Murph said:
slab_happy said:
And stuff like calling trans women "males" or "men" and refusing to refer to them as trans women will be regarded by many people as deliberately offensive.
It's technically correct to refer to a trans woman as male though isn't it slab?
Except we don't have a precise technical definition of what "male" means, any more than we have a technical definition of "biological sex".
Most of the time, we all know what we mean because someone's gender and their genital arrangements and their reproductive organs and their chromosomes and their hormones and their phenotype will all line up tidily in the way we expect.
But sometimes life's more complicated.
Murph said:
Sure, various abnormalities and some people not fitting neatly into categories Male and Female (which is what i would assume was meant by "sex") doesn't mean it something you can just change - which is what sheavi was asking.
But what is it that you think people "can't just change"?
Because if it's chromosomes, then sure, absolutely, they can't change those! If it's hormones or genital arrangements, they absolutely can.
If you want to postulate that there's a single unitary unchangeable thing that "biological sex" refers to, then you have to be prepared to say what you think that single unitary thing
is.
And it doesn't help you to say that "sex" means "categories Male and Female" unless you're prepared to say what
those mean.
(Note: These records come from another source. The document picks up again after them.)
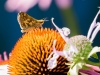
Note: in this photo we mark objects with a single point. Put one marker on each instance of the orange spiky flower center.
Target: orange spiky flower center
(29, 55)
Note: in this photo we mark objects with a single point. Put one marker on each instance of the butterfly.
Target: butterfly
(27, 22)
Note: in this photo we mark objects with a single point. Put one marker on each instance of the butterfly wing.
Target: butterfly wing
(25, 21)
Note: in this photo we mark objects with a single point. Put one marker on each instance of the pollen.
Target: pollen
(29, 55)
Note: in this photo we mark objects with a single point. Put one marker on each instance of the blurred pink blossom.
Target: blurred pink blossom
(25, 5)
(4, 56)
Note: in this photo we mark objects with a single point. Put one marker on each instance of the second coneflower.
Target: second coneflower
(29, 56)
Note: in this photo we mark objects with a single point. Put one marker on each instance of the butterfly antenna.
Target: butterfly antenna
(45, 19)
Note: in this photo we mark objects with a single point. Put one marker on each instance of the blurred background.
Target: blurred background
(74, 14)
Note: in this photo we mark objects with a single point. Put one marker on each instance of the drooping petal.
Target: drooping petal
(96, 68)
(4, 69)
(62, 4)
(95, 32)
(20, 5)
(44, 4)
(93, 25)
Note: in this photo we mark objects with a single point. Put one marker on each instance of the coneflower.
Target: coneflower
(29, 55)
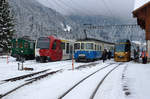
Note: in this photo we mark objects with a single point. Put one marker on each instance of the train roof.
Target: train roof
(91, 39)
(27, 38)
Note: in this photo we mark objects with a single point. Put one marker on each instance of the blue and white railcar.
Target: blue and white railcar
(87, 50)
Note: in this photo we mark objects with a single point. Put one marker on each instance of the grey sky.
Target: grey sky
(115, 8)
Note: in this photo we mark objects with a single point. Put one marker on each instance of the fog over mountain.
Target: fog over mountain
(112, 8)
(35, 19)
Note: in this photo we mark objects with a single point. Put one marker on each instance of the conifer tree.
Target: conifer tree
(6, 26)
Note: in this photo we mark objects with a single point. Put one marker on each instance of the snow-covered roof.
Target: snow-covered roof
(139, 3)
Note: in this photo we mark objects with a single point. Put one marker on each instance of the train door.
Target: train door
(68, 50)
(71, 51)
(56, 51)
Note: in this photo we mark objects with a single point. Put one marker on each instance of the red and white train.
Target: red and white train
(53, 49)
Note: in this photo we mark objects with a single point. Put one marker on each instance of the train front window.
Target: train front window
(77, 46)
(89, 46)
(82, 45)
(43, 43)
(120, 48)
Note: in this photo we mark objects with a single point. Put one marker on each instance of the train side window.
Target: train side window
(62, 45)
(77, 46)
(20, 45)
(98, 47)
(54, 45)
(32, 45)
(67, 48)
(82, 45)
(25, 45)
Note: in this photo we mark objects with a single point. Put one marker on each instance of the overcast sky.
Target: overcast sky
(115, 8)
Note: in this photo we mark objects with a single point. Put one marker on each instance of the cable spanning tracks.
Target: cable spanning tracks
(43, 73)
(100, 83)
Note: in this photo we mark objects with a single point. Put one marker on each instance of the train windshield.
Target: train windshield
(89, 45)
(77, 46)
(43, 43)
(120, 48)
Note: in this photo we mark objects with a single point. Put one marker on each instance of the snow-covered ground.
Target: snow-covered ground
(130, 78)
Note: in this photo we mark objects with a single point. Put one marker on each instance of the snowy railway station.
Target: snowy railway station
(69, 49)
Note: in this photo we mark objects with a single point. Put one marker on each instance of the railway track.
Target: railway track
(97, 87)
(28, 81)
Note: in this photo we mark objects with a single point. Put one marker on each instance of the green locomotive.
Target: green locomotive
(23, 48)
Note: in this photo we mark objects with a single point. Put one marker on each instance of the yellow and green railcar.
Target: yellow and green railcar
(122, 51)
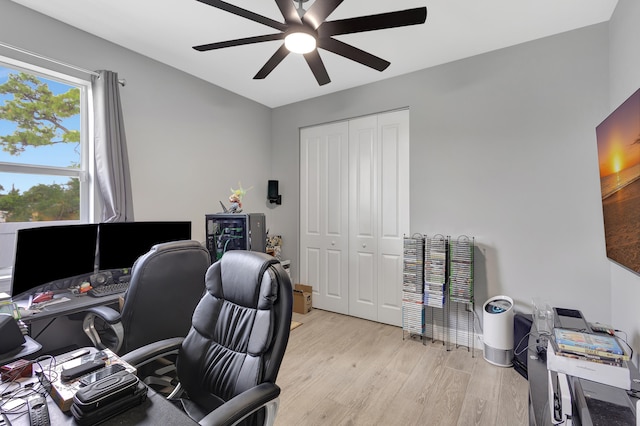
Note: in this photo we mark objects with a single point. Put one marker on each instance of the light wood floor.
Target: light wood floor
(340, 370)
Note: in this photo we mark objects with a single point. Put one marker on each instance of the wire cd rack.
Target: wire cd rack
(412, 286)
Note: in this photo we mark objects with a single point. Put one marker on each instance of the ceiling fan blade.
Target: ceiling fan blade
(239, 42)
(245, 14)
(319, 11)
(381, 21)
(289, 11)
(353, 53)
(272, 63)
(317, 67)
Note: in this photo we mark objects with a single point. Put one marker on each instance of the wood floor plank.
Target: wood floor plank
(340, 370)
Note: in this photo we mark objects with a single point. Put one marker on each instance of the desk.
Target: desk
(58, 326)
(155, 410)
(539, 413)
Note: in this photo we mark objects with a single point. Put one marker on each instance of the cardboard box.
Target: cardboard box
(302, 298)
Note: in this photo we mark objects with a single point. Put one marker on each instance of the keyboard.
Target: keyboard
(108, 290)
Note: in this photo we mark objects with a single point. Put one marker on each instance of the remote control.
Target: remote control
(38, 411)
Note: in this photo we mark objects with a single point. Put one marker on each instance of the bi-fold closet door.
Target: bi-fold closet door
(354, 212)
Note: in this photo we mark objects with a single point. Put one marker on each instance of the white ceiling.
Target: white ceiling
(166, 30)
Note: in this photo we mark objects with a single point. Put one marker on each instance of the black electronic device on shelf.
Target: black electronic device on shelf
(235, 231)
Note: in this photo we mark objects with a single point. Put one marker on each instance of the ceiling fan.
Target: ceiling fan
(309, 30)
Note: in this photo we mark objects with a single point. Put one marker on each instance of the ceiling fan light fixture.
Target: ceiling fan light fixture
(300, 42)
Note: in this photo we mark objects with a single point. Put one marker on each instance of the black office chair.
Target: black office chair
(228, 363)
(165, 287)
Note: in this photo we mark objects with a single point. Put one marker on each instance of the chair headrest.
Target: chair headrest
(172, 245)
(237, 275)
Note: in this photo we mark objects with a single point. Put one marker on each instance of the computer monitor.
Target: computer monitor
(52, 253)
(121, 243)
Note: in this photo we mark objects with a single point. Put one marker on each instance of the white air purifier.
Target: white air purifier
(498, 331)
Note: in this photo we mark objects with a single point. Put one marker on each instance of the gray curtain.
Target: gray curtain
(112, 163)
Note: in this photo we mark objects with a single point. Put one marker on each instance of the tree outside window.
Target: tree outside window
(40, 148)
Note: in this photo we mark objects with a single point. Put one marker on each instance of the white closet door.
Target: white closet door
(363, 217)
(378, 214)
(324, 216)
(393, 210)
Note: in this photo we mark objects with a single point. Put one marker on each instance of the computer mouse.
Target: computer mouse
(43, 297)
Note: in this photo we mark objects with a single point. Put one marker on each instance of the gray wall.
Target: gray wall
(503, 148)
(624, 81)
(189, 142)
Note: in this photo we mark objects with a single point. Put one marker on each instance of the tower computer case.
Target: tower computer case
(235, 231)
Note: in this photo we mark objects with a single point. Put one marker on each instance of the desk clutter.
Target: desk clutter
(89, 384)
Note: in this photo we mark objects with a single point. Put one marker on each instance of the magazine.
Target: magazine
(579, 342)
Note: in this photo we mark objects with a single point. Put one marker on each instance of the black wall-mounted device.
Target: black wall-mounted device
(272, 193)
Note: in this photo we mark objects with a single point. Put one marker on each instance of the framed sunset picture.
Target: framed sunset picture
(618, 138)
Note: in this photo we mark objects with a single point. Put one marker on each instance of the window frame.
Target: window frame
(85, 174)
(86, 171)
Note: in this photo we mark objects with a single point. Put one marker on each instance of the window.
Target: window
(44, 151)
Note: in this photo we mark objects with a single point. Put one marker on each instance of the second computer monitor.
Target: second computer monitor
(121, 243)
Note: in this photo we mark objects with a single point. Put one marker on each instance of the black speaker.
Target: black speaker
(272, 192)
(12, 337)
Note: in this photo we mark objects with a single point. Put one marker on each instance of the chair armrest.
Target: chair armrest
(242, 405)
(108, 314)
(152, 351)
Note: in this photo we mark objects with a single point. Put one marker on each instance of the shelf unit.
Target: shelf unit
(461, 289)
(435, 286)
(412, 286)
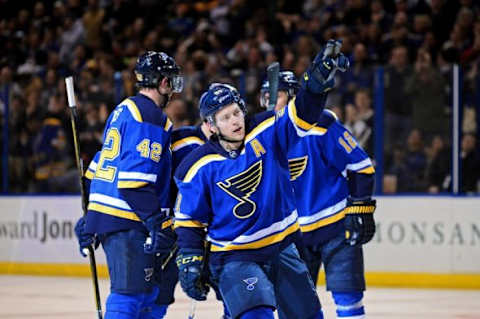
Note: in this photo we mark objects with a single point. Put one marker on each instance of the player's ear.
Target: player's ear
(211, 127)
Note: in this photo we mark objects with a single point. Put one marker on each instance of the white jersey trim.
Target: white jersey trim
(274, 228)
(326, 212)
(112, 201)
(137, 176)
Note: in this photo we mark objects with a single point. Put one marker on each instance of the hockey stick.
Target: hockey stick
(202, 280)
(74, 119)
(272, 77)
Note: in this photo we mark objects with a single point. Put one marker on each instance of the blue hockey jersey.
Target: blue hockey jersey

What's the single unchangeable biological thing that defines being "male" or "female"?
Murph said:
Having your cock blown off or having PCOS doesn't (i think) change your sex and no-one is suggesting it does.
So, "sex" can't be defined by your genitals or your hormones then, can it?
Murph said:
If you're offering what is intended to be the logical definition of something, you don't get to go "everything abides by this definition, except for some things which don't but they're 'abnormalities' so they don't count."
I'm going to refer once more to one of my favourite scientific papers (because human biology is wild):
https://www.ncbi.nlm.nih.gov/pmc/articles/PMC2190741/
If you want, you can define "biologically male" as meaning "having XY chromosomes" (at least for humans; we'll put aside the species which have other chromosomal arrangements).
But that means you have to look at this ordinary woman who went through an ordinary menarche, gave birth to two children, and had an ordinary menopause, and say, "Yes, she is biologically male."
And, I mean, that's a philosophical position you can hold, if you want! You can fight it out with the people like Emma Hilton who'll be maintaining that she has produced "large gametes" and is therefore the very definition of "biologically female"!
opcorn:
Or you can do what some of us do and accept that it depends on how you define those terms, and it's all a bit messier and less clear-cut than maybe we once imagined. So if you want to say someone's "biologically male" or "biologically female" -- okay, in what sense? What are the specifics you're referring to?